Poor prognostic factors for patients with LD-SCLC included older age, male sex, the absence of hypercholesterolemia, and the use of IP-CCRT as definite treatment. Many studies have sought to determine the changes in survival in patients with SCLC and to identify disparities between race, sex and age [26, 27]. There are many conflicting reports about the prognostic role of lipidemia in cancer patients. Some studies have shown that malignant aerobic glycolysis, or the Warburg effect, leads to efficient biomass synthesis, including lipid synthesis, which is required for malignant cell proliferation [28]. In contrast, adipose tissue modulates the storage of extrinsic potential carcinogens such as benzo(a) pyrene, which induces DNA adduct formation and prevents the accumulation of carcinogen-DNA adducts in target organs, resulting in reduced cancer risk [29]. Hypocholesterolemia is often observed in patients with advanced-stage cancer, probably because of increased demand for cholesterol by neoplastic cells, which results in increased low-density lipoprotein cholesterol removal. This dynamic is involved in the prognosis of SCLC, regulating the metabolism of lipids as dynamic organelles [30].

This study has several limitations that must be considered when interpreting the results. First, several potential biases might exist.

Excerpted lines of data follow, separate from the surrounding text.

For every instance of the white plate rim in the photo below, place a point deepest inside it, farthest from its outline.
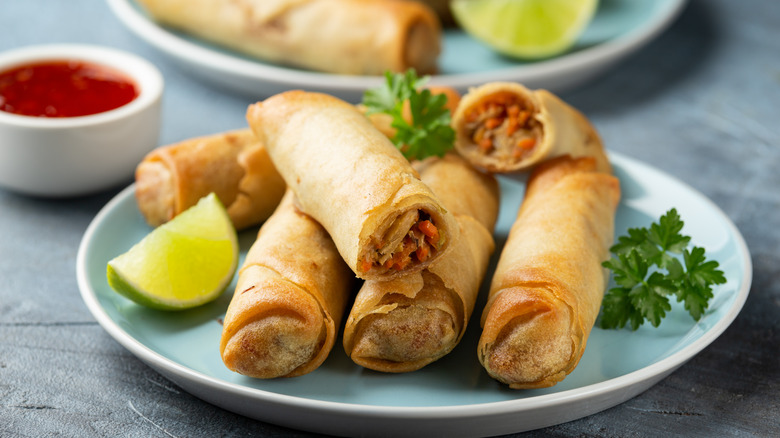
(603, 54)
(547, 401)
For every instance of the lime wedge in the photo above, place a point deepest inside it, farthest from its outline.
(527, 29)
(183, 263)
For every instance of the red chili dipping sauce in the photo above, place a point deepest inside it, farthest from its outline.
(64, 89)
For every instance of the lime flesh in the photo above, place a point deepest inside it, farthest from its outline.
(525, 29)
(181, 264)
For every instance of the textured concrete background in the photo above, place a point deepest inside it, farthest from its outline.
(702, 102)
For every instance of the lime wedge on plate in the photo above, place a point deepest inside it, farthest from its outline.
(181, 264)
(527, 29)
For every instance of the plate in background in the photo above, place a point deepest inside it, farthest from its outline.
(450, 397)
(619, 28)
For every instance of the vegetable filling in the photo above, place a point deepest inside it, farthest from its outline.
(502, 126)
(416, 246)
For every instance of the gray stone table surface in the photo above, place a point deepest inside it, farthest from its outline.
(701, 102)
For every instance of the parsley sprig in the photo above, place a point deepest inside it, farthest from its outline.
(647, 272)
(429, 132)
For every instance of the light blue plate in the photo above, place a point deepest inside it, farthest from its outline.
(454, 396)
(619, 28)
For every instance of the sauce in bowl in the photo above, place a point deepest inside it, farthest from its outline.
(63, 88)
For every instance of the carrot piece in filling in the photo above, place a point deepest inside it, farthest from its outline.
(430, 231)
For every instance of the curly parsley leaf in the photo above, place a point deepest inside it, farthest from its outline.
(647, 272)
(428, 133)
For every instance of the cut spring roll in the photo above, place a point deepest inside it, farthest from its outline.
(365, 37)
(350, 178)
(549, 282)
(504, 127)
(406, 323)
(234, 165)
(289, 299)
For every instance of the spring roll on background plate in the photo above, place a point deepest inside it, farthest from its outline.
(405, 323)
(547, 288)
(234, 165)
(289, 299)
(362, 37)
(504, 127)
(349, 177)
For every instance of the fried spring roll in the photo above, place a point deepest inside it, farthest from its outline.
(350, 178)
(234, 165)
(289, 299)
(365, 37)
(406, 323)
(549, 282)
(505, 127)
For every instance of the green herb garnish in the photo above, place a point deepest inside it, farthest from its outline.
(647, 273)
(429, 132)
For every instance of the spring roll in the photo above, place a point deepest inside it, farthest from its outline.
(289, 299)
(405, 323)
(234, 165)
(504, 127)
(549, 282)
(350, 178)
(362, 37)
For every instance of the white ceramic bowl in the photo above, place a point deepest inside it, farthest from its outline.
(71, 156)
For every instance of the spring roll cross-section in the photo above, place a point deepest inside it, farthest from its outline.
(350, 178)
(234, 165)
(405, 323)
(289, 299)
(363, 37)
(547, 288)
(504, 127)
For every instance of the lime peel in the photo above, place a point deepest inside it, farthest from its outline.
(526, 29)
(186, 262)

The HIRA data were retrospectively analyzed, and there was no information regarding the radiation dose, chemotherapy dose intensity, frequency of adverse treatment-related reactions, and causes of death; these did not allow us to evaluate the prognostic roles in the treatment timing of radiotherapy [31] or prophylactic cranial irradiation. Second, identification of LD-SCLC or ED-SCLC patients as per the operational definition may be associated with bias. The sensitivity of this criterion was only 64.6%, which is a significant limitation of this study. However, to overcome such bias, we used a strict multistep approach, and the Kaplan–Meier curves for LD-SCLC and ED-SCLC showed results similar to those in recent studies. Moreover, the clinical implications were validated through single-institute pooled analysis.

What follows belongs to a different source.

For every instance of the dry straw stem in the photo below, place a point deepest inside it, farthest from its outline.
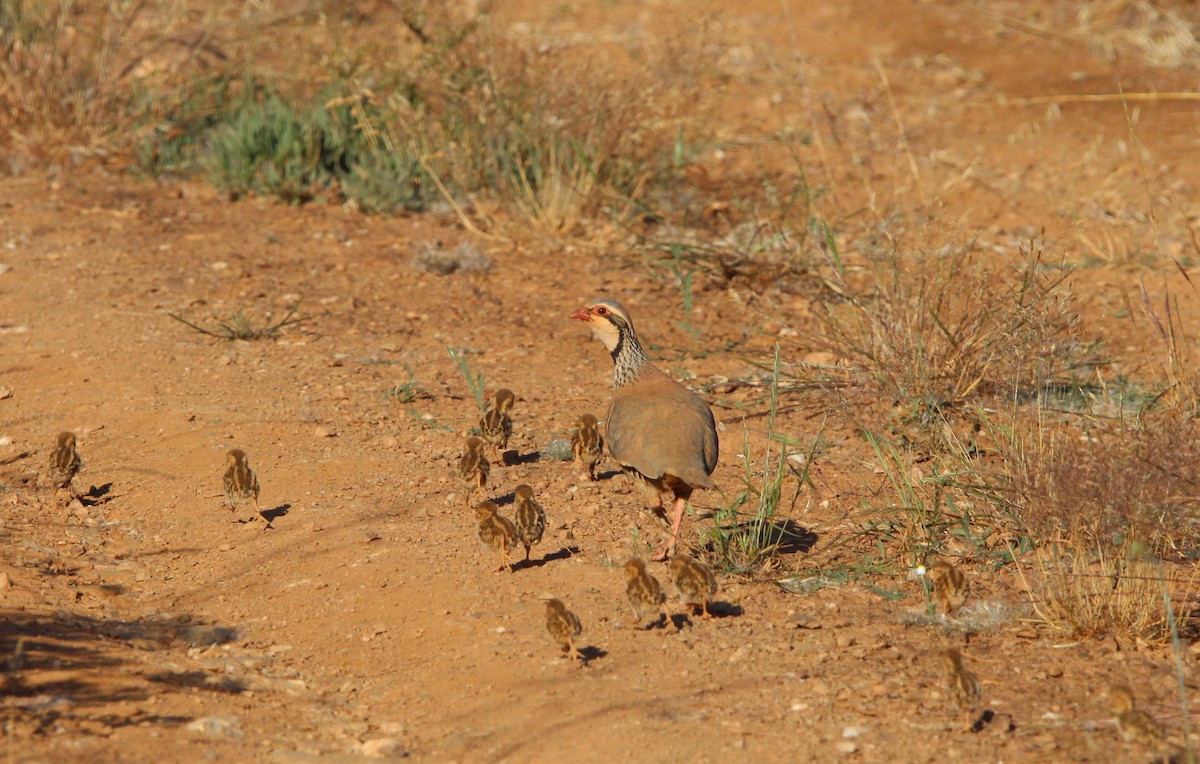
(1104, 97)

The results of this study suggest that the effects of EP-CCRT on OS and TFST are significantly more favorable than those of IP-CCRT in Korean patients with LD-SCLC. In cases where CCRT fails, combination chemotherapy provides a better survival benefit than does single-agent chemotherapy. Moreover, in CCRT failure cases with TFST of < 6 months (platinum-resistant relapsed patients), IP-based chemotherapy has significantly better effects on OS and TFST than does EP-based chemotherapy.